しかし僕はいま、運命の巡り合わせによって「小林秀雄に学ぶ塾」へ通っています。初めは小林秀雄旧宅という建物の荘厳な佇まい、集う雅びな大人の方々、そして小林秀雄を読むという塾のぴりりとした緊張感に19歳の青年は完全に気圧されていました。加えて塾頭と塾生の言っていることが全然理解できない。入塾当初に比べればいくらか見通しは良くなりましたが、まだまだ分からないことは多いです。しかし、塾に来るたび「分からないけど、何かすごそうなことを言っているぞ」というような直感と感動がないまぜになった感情を覚えるのです。これが塾に通うようになった大きな動機です。分かったとか分からないとかということも大切ではあるのですが、何よりも塾に来てその学びの空気を体いっぱいに感じることそれ自体が、とても意味のあることのように思えるのです。
この学ぶ塾にて塾生が行うことは、小林秀雄著の『本居宣長』を読んで「質問」することです。質問と言っても好きな食べ物は何かというようなことではありません。質問という言葉について、『小林秀雄 学生との対話』(新潮社)の中に次のような言葉があります。
「実際、質問するというのは難しいことです。本当にうまく質問することができたら、もう答えは要らないのですよ。僕は本当にそうだと思う。ベルグソンもそう言っていますからね。僕ら人間の分際で、この難しい人生に向かって、答えを出すこと、解決を与えることはおそらくできない。
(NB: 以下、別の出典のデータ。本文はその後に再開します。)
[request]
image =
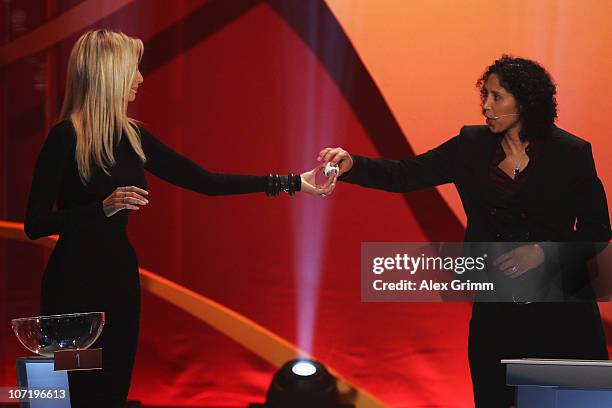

ただ、正しく訊くことはできる。
だから諸君、正しく訊こうと、そう考えておくれよ。ただ質問すれば答えてくれるだろうなどと思ってはいけない。『どうしますか、今の、現代の混乱を?』なんて問われてもどう答えますか。質問がなっていないじゃないか。質問するというのは、自分で考えることだ。僕はだんだん、自分で考えるうちに、『おそらく人間にできるのは、人生に対して、うまく質問することだけだ。答えるなんてことは、とてもできやしないのではないかな』と、そういうふうに思うようになった。さあ、何か僕に訊いてみたいことはありますか」
はい、いの一番に手を挙げたくなる。この人なら、誰にも聞けず、胸に秘めていた質問に答えてくれそうだ。この学ぶ塾において、質問者は「うまく質問する」ために労を惜しまず作品に向き合い、質問を仕上げます。塾頭もその本気さに応じ、質問に関するお話をされる。質問の出来を激賞されることもあれば、手厳しい指導をされることもしばしばです。早い話が道場です。ある方は質問を一刀両断された後の懇親会で、「幸せな時間であった」と語っていらっしゃいました。歳を重ねるほど、自分に対して真剣になってくれる人がどれだけ貴重なことか。ありがたさが身に染みるという様子が伝わる言葉として印象的でした。この学ぶ塾は、小林秀雄の著書『本居宣長』を、小林秀雄自身が執筆に費やした時間と同じ、12年6ヶ月かけて読もうとしています。えらい計画なのですが、それだけ腰を入れて取り組む価値のある作品なのです。質問道もそれだけ奥が深いのです。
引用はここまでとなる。